June 14, 2023 Rhonda Pryor

How Curiosity Led to the Laughing Rose … and a New Body of Work

Original photograph of Rose, c. 1918

 

My exhibition Invisible Structures will be showing at Woollahra Gallery at Redleaf from 26 July until 20 August. Woollahra Gallery is a beautifully restored and relatively new space, dedicated to visual arts and culture. This exhibition touches on themes of identity, human relationships, time, existence, and ideas of beauty.

I thought you might like a little insight into how the work evolved.

During lockdown in 2021 I pored over some very old family photograph albums of my late father’s I hadn’t seen before. My brother had kept these while I had kept a lot of Mum’s, and I was interested to see what they held. In these albums I found photographs of my paternal grandmother smiling – and even laughing. This probably won’t seem at all unusual to most people, but I had never, ever, seen my nana express happiness. It was a shock, although a pleasant one. Nana died when I was twelve, after some eight years in a nursing home in a vegetative state after suffering a stroke. We’d visit her every weekend without fail, and my brother and I were alternately fearful or creeped out at the state of her and the entire ward of around eight similarly affected people.

 

The laughing one….third from left. My grandfather is on her left. Others unknown.

 

My mother used to tell me stories about how she thought Dad was Nana’s favourite child (she’d had four) as she had always given Mum a particularly hard, sometimes verbally brutal, time. But when I saw her smiling face in those photographs it made me think hard about how we interpret, absorb, reflect on, and form beliefs around hazy memories, colours, smells, family stories and all the other little inputs into our lives. I felt like I owed Nana an apology, for believing she was a difficult, unfriendly individual. But of course, I hadn’t had the opportunity to get to know, or indeed understand, her.

Her name was Rose.

One of her old photographs really struck me. She was sitting on a beach, holding her first born, one of my uncles. She looked so young – exactly like my cousin. Everything seemed to evolve out of that photograph. Responses in paint and textiles followed from there.
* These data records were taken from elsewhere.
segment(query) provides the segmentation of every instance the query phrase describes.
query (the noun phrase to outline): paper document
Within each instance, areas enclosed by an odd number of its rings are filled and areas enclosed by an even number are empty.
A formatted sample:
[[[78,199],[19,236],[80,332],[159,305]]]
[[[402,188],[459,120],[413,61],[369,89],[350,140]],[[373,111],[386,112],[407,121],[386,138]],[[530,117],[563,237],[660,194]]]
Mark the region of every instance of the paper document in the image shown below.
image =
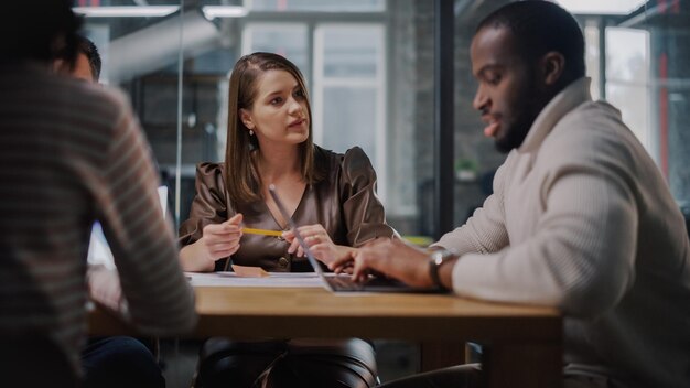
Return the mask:
[[[244,278],[235,272],[184,272],[193,287],[282,287],[323,288],[314,272],[268,272],[267,277]]]

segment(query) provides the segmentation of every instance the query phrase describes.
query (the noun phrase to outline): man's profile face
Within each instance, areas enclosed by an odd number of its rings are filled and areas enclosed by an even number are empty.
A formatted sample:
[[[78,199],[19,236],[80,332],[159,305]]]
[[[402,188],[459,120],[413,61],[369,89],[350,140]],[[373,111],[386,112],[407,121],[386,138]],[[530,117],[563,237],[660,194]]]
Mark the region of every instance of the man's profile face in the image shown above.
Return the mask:
[[[510,30],[486,26],[472,40],[472,73],[478,82],[473,106],[486,122],[484,134],[496,149],[519,147],[543,107],[537,79],[537,61],[528,62]]]

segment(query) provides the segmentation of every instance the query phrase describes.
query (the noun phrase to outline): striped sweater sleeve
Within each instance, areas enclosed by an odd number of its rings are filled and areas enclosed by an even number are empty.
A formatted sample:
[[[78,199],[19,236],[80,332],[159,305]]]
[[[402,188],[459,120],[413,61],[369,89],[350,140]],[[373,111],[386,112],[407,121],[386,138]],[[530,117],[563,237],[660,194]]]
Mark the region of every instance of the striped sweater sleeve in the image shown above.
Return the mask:
[[[196,323],[194,295],[159,205],[150,148],[122,96],[120,106],[97,194],[104,233],[132,323],[159,335],[190,331]]]

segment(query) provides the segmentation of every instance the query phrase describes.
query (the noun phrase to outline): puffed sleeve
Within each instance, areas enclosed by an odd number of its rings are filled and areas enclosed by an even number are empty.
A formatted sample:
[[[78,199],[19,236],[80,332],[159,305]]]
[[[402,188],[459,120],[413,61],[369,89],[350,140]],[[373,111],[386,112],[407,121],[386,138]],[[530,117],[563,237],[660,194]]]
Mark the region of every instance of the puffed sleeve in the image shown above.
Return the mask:
[[[227,192],[223,180],[223,165],[201,163],[196,166],[196,195],[192,202],[190,217],[180,225],[180,246],[193,244],[202,238],[204,227],[228,219]]]
[[[396,230],[386,224],[384,205],[376,195],[376,171],[366,153],[358,147],[347,150],[341,169],[341,197],[349,245],[359,247],[377,237],[396,236]]]

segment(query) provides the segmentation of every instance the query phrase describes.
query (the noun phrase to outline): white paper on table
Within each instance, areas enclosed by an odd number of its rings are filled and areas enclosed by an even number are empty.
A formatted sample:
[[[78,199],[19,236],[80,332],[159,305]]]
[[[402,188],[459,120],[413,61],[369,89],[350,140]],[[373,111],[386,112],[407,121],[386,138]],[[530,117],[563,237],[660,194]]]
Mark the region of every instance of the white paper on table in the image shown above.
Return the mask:
[[[269,272],[268,277],[242,278],[235,272],[184,272],[193,287],[269,287],[269,288],[323,288],[323,281],[314,272]]]

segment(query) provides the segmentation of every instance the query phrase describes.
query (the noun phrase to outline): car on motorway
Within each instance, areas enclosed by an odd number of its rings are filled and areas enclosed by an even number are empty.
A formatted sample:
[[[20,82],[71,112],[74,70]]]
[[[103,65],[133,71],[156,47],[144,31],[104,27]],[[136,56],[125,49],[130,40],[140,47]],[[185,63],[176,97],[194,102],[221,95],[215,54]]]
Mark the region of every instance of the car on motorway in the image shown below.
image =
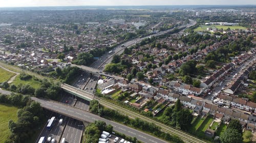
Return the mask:
[[[119,139],[119,138],[118,138],[118,137],[116,137],[116,138],[115,138],[115,139],[114,139],[114,142],[117,142],[117,141],[118,141]]]
[[[119,143],[123,143],[123,142],[124,142],[124,139],[122,138],[122,139],[120,140]]]
[[[52,138],[52,140],[51,140],[51,143],[55,143],[55,139]]]
[[[51,136],[49,136],[49,137],[48,137],[48,138],[47,138],[47,141],[50,142],[50,141],[51,141],[51,140],[52,140]]]
[[[103,131],[102,132],[102,134],[108,136],[108,137],[111,137],[111,134],[108,132],[106,132],[106,131]]]

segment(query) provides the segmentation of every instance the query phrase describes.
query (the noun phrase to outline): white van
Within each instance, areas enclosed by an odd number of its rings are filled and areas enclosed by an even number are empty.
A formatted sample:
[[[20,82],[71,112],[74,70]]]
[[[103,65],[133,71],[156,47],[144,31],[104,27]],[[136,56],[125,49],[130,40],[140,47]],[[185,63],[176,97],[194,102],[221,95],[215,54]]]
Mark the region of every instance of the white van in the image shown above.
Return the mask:
[[[124,139],[122,138],[122,139],[120,140],[119,143],[123,143],[123,142],[124,142]]]
[[[111,134],[110,134],[110,133],[108,132],[103,131],[102,134],[108,136],[108,137],[111,137]]]
[[[109,141],[108,140],[106,140],[106,139],[105,139],[105,138],[99,138],[99,141],[103,141],[103,142],[109,142]]]
[[[103,134],[102,134],[101,135],[100,135],[100,138],[104,138],[106,140],[109,140],[109,138],[108,138],[108,137],[106,136],[106,135]]]

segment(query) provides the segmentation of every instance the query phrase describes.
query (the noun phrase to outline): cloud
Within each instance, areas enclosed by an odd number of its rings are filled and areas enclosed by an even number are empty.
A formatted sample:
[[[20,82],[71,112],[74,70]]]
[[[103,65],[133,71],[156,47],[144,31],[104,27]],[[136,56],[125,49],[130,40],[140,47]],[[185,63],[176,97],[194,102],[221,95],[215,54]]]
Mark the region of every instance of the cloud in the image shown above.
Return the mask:
[[[58,6],[256,5],[255,0],[0,0],[0,7]]]

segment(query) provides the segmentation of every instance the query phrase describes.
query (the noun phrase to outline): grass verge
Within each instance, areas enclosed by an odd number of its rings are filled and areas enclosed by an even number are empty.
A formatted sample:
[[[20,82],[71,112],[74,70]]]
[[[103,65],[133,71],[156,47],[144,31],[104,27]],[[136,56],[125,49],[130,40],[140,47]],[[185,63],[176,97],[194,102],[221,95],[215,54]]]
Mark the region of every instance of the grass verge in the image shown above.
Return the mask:
[[[12,77],[15,75],[15,74],[9,72],[4,69],[0,68],[0,82],[7,81]]]
[[[0,143],[4,143],[11,134],[8,128],[9,121],[16,122],[18,108],[6,104],[0,104]]]

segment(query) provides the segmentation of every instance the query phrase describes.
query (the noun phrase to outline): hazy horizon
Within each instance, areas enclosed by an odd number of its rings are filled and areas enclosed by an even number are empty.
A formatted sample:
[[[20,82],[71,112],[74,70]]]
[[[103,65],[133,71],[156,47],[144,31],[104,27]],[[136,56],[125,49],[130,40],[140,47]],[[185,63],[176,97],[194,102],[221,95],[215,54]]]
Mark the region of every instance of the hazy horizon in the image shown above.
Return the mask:
[[[0,0],[0,7],[37,7],[64,6],[203,6],[255,5],[254,0]]]

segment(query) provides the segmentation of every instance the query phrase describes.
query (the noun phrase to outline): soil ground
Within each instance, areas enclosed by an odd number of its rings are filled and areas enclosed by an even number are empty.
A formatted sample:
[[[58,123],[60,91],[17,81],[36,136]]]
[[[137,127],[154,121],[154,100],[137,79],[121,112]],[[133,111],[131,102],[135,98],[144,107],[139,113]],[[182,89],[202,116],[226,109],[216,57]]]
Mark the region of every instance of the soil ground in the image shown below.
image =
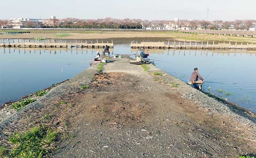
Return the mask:
[[[69,32],[68,31],[67,31]],[[72,33],[70,31],[70,33]],[[62,36],[58,36],[58,33],[53,31],[51,33],[49,32],[42,33],[41,32],[35,32],[33,33],[17,35],[0,35],[0,39],[34,39],[35,38],[46,38],[47,39],[112,39],[118,38],[119,41],[123,41],[124,43],[129,42],[132,40],[138,41],[139,42],[147,40],[147,38],[149,38],[150,41],[158,41],[161,39],[164,39],[164,41],[168,40],[184,41],[215,41],[216,42],[219,41],[225,41],[228,42],[238,42],[238,44],[243,42],[244,44],[246,44],[247,42],[250,43],[252,42],[256,43],[256,38],[246,37],[242,37],[224,36],[222,35],[211,35],[204,34],[189,34],[181,33],[140,33],[138,32],[129,32],[127,33],[113,33],[111,32],[107,31],[104,33],[72,33],[70,35]],[[130,40],[131,39],[132,40]],[[120,39],[121,39],[121,41]],[[161,40],[160,40],[161,41]],[[114,44],[118,44],[114,42]]]
[[[51,157],[255,155],[255,134],[248,127],[234,118],[209,114],[163,77],[129,59],[108,63],[88,89],[67,97],[73,108],[66,118],[66,137]]]

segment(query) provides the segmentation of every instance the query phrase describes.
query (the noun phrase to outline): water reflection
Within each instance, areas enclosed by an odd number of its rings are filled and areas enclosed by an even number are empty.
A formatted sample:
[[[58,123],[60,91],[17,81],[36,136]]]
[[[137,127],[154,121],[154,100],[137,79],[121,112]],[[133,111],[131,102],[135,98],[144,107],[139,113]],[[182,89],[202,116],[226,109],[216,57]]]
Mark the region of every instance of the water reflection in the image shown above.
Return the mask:
[[[89,66],[89,62],[78,61],[91,60],[96,51],[102,54],[103,50],[76,48],[0,48],[0,104],[72,78]],[[115,45],[110,51],[112,54],[140,54],[141,50],[131,49],[127,44]],[[174,49],[146,49],[145,51],[150,53],[150,58],[158,60],[155,62],[157,67],[184,82],[195,67],[198,68],[203,77],[218,68],[207,79],[224,83],[206,84],[204,90],[256,112],[256,51]],[[219,92],[220,89],[222,93]]]

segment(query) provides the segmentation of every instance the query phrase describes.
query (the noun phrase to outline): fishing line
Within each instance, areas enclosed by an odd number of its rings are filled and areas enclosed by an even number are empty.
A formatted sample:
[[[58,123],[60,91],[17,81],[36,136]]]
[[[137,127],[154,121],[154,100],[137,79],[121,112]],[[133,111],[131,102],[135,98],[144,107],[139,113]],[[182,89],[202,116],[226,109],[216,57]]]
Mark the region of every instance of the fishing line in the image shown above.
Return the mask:
[[[207,76],[206,76],[206,77],[204,78],[204,80],[205,80],[205,79],[206,79],[209,76],[209,75],[210,75],[212,73],[213,73],[213,71],[214,71],[216,70],[217,70],[217,69],[218,69],[218,68],[216,68],[216,69],[214,69],[214,70],[213,70],[209,74],[208,74],[208,75],[207,75]]]

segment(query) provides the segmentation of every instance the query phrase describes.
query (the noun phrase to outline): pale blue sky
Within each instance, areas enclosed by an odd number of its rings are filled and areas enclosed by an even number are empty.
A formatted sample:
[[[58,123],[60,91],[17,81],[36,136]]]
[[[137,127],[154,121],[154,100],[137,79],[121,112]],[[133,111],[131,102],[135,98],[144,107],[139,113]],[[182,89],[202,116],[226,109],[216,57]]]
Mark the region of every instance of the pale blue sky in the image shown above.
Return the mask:
[[[11,0],[0,4],[0,19],[106,17],[148,20],[174,18],[232,20],[256,19],[256,0]]]

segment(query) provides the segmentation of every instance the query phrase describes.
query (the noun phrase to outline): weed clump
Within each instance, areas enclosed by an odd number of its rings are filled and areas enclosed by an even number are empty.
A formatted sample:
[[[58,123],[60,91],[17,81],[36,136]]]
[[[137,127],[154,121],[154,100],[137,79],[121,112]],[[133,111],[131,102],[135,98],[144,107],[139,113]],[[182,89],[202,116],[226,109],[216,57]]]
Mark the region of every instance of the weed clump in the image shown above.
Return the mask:
[[[154,73],[154,75],[157,75],[161,76],[161,75],[162,75],[162,74],[160,74],[160,73]]]
[[[179,86],[179,85],[180,85],[180,84],[179,84],[178,83],[174,83],[173,82],[170,83],[170,84],[171,84],[171,86],[173,87],[175,87],[175,88],[178,88]]]
[[[150,68],[149,68],[147,65],[144,64],[142,65],[141,65],[141,67],[143,68],[143,69],[144,69],[144,71],[146,72],[148,72],[148,70],[150,69]]]
[[[101,73],[104,70],[104,65],[106,63],[100,63],[97,66],[97,68],[98,69],[98,73]]]
[[[18,111],[25,107],[26,105],[36,101],[36,100],[32,99],[26,99],[23,101],[19,101],[12,104],[11,108]]]
[[[56,139],[57,134],[56,131],[43,125],[34,127],[24,133],[16,133],[9,139],[10,151],[0,152],[0,156],[41,158],[47,152],[47,149],[52,147],[51,144]]]
[[[46,93],[47,93],[47,92],[44,91],[42,90],[40,90],[36,93],[36,95],[38,97],[41,97],[43,95],[44,95],[45,94],[46,94]]]

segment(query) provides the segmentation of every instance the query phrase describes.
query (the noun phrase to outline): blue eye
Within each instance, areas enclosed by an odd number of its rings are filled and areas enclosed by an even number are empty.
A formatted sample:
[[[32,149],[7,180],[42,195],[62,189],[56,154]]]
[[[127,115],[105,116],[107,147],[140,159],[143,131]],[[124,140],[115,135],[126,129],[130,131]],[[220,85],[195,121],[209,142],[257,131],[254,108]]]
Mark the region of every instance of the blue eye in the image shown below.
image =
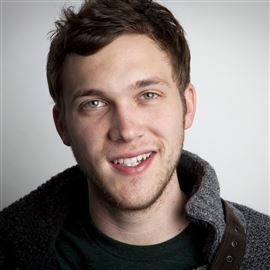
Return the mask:
[[[105,103],[98,99],[89,100],[84,104],[84,107],[90,107],[92,109],[96,109],[96,108],[100,108],[104,106],[105,106]]]
[[[157,97],[158,97],[158,94],[153,93],[153,92],[146,92],[143,94],[143,98],[146,100],[155,99]]]

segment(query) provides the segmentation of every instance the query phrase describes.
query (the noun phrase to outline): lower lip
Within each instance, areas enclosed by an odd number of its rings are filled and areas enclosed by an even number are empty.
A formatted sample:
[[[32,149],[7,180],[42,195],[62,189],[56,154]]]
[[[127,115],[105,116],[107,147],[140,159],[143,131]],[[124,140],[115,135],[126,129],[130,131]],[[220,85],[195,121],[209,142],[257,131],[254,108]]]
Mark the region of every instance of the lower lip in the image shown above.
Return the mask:
[[[117,172],[120,172],[121,174],[135,175],[135,174],[142,173],[143,171],[145,171],[152,163],[154,156],[155,156],[155,153],[152,152],[151,156],[148,159],[144,160],[143,162],[141,162],[140,164],[134,167],[123,166],[121,164],[114,164],[114,163],[111,163],[111,165]]]

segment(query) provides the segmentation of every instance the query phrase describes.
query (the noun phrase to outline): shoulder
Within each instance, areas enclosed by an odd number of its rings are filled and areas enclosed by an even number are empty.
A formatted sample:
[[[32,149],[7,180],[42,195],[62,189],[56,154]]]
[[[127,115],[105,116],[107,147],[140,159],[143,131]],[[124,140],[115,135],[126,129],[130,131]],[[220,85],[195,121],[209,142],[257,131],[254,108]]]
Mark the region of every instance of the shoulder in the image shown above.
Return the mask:
[[[246,228],[246,250],[242,269],[269,269],[270,217],[247,206],[228,202]]]
[[[23,234],[30,235],[36,227],[49,224],[52,216],[64,213],[71,194],[75,194],[77,185],[83,182],[82,178],[80,169],[74,166],[4,208],[0,212],[0,236],[23,238]]]
[[[0,212],[0,269],[46,250],[86,181],[75,166],[52,177]],[[49,243],[49,244],[48,244]]]

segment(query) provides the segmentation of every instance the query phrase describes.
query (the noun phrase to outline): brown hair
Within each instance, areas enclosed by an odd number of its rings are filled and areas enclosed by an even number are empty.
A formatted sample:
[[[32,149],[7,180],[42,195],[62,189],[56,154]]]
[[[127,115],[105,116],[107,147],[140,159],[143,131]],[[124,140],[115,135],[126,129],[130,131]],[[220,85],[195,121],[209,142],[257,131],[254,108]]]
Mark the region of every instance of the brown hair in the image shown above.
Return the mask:
[[[180,94],[190,81],[190,52],[184,30],[172,13],[152,0],[85,0],[78,12],[63,10],[51,36],[47,62],[50,94],[63,106],[61,74],[70,53],[91,55],[124,33],[146,34],[166,51]]]

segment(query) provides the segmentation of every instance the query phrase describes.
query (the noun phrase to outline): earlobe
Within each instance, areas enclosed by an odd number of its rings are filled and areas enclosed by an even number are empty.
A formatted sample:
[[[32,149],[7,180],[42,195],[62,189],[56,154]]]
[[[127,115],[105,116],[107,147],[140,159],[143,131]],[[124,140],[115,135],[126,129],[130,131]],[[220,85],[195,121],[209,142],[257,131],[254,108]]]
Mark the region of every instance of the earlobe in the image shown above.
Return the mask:
[[[184,92],[186,102],[185,129],[192,126],[196,112],[196,91],[194,86],[189,83]]]
[[[63,143],[66,146],[70,146],[70,139],[69,139],[67,129],[65,127],[63,115],[62,115],[62,112],[57,105],[54,105],[54,107],[53,107],[53,120],[54,120],[56,130],[57,130],[59,136],[61,137]]]

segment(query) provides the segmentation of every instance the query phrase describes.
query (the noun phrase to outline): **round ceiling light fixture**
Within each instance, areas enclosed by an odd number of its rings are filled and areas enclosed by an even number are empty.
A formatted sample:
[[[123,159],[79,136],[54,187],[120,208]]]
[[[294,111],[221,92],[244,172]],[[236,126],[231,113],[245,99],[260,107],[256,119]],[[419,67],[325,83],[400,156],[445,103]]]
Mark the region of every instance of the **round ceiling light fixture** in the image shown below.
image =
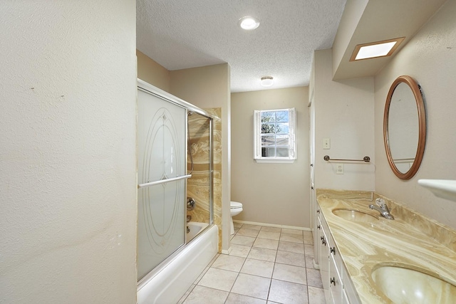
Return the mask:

I’m drawn to the mystery of the obscured image and what may lie within. Photographic imagery on sheer silk make the picture harder to read – like a secret – getting glimpses, guessing the story. The inclusion of fabrics represents a connection to human beings: combining cloth that reminded me of female relatives, or that emphasised something in the image formally, giving warmth, texture, and dimension to the works.

 

Naturally, Nana’s namesake – the rose – became important during the evolution of the works. In subtle and not so subtle ways.

 

This exhibition stems from the fleeting character of the photographic image, blending imprecise recollection with perceived truths. Our response to experiences and stories, and how we recall them, become the structure we build our lives around. The title Invisible Structures refers to these foundational beliefs; the works themselves: the subjective nature of memory.

Aside from my paternal grandmother/Nana/Rose, the exhibition also references my maternal grandmother/Grandma/Ailsa Lavinia. Her influences were considerable, even though Mum’s family lived interstate and we saw them infrequently. I suppose that just illustrates the wonkiness of recall and the power of the conditioning we grow up with.

 

Original photograph of Lavinia, c. 1908

 

Lavinia’s references are more of a particular landscape – one I will always associate her with.

 

The works on show blend the inherent associations of textiles with the intimacy of the body, the ostensible objectivity of the photographic image, found materials, and the expressive gestures of paint, and allude to the reality of human coping mechanisms – what we choose to believe and the inaccuracies we live with. While my particular focus is toward the female lineage within my own family, the exhibition contemplates interpretations of the past, while encouraging viewers to consider their own personal histories, how we establish truth and create meaning, and how these (mis)interpretations might inform our perceptions of, and in, the future.

I hope you can visit the exhibition.